View a slide show of Bangkok burning.
The idea of Bangkok spiraling into total chaos -- as it has over the past week, with 40 people killed so far in street battles between anti-government protesters and the military -- is shocking to foreigners. Thailand is not Iraq, or Yemen, or Pakistan; as portrayed in endless books, tourism advertisements, and films, it's a lush and peaceful place, the type of country where'd you take a honeymoon rather than a hostage. And until recently, that image was mostly accurate -- for nearly 20 years, Thailand had avoided serious political violence.
But the unrest that has consumed the popular vacation destination since the first spark of violence on April 10 is less surprising to the Thais themselves. Thailand's idyllic image has overshadowed serious tensions that have been building for nearly a decade and finally exploded this month. Thailand's rapid, globalization-driven economic growth in the 1980s and 1990s left out a large portion of the population, primarily those living in the rural north and northeast. By some measures the country actually suffers from worse income inequality than the neighboring Philippines, even though the former is generally thought of as a modernized country and the latter is often viewed as a semi-feudal, Latin American-style economy. But the emerging anger was as much about regional cliquishness as it was about class. Resentment built among Thais who might have been poor, but more importantly felt increasingly alienated from the country's traditionally powerful institutions: the palace, the army, and the civil service, which tended to favor established networks of people from Bangkok schools, Bangkok companies, and Bangkok army training.
Yet even as Thais from the north and northeast, who make up the majority of the population, have suffered economically, over the past decade they have become increasingly politically empowered, diminishing the advantages previously enjoyed only by the elites. The Internet, community radio stations, a reformist constitution passed in 1997, and greater access to secondary education have created a rural population more knowledgeable about their rights, and more able to compare their own situation with that of other countries' citizens. The advent of real democracy after more than six decades of successive military regimes meant that the rural poor, if they united, could vote in a leader more responsive to their concerns.
In 2001, they found their man, and Thaksin Shinawatra, a populist politician and son of the north, was elected prime minister. Thaksin was a billionaire telecommunications tycoon, and clearly interested in using government power, Silvio Berlusconi-style, to help his own family network of companies. But he also launched social programs, like inexpensive national health care and start-up loans to villages, that had an impact. By nearly every calculation, poverty shrank on Thaksin's watch. Those efforts, along with a sophisticated advertising campaign, propelled him to an even larger majority in the 2005 elections.

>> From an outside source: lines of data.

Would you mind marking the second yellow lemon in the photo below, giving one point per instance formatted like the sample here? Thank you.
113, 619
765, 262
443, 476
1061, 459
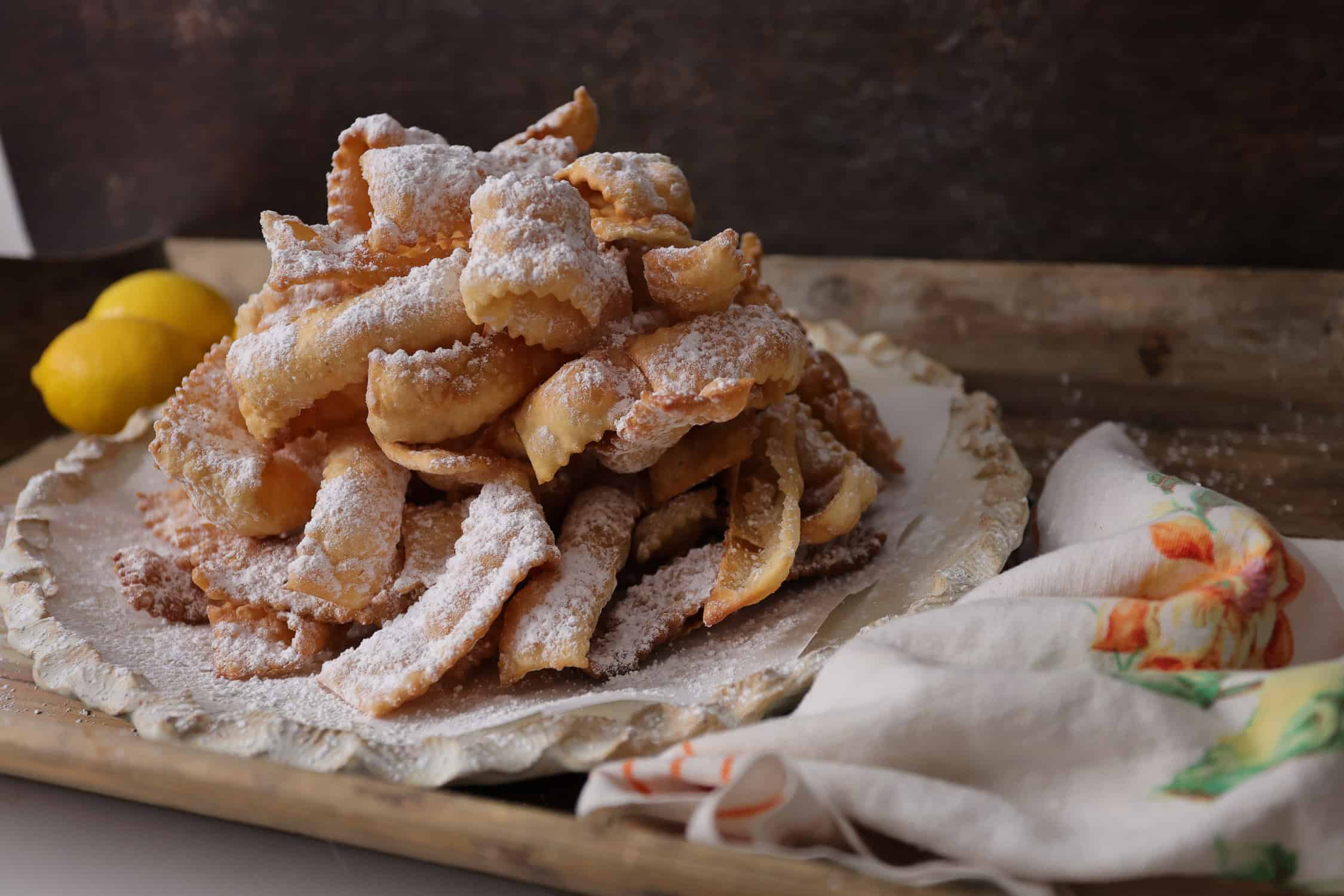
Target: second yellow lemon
170, 299
97, 373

But like Hugo Chávez and Evo Morales in Latin America, Thaksin leavened his anti-poverty crusades with attempts to roll back the rule of law. He authorized a "war on drugs" that became a pretext for targeted killings of his political opponents, intimidated the Thai media, and undermined governmental institutions such as the courts. His immense popularity also threatened the power of the military and the palace -- particularly King Bhumibhol Adulyadej, Thailand's constitutional monarch, who was supported by the same elites and middle class in Bangkok who disdained Thaksin. In his more than 60 years on the throne, Bhumibhol had built himself into something more than a royal figurehead, accumulating political influence through behind-the-scenes maneuvering and alliance-building in Thailand's elite political and military spheres.
But rather than trying to defeat Thaksin at the ballot box, the anti-Thaksin middle class and elites opted for extraconstitutional means. Protests calling for Thaksin's ouster gave way to calls for the army to intercede; in September 2006 the military obliged, deposing the prime minister in a coup. Thaksin fled into exile, and today lives mostly in Dubai.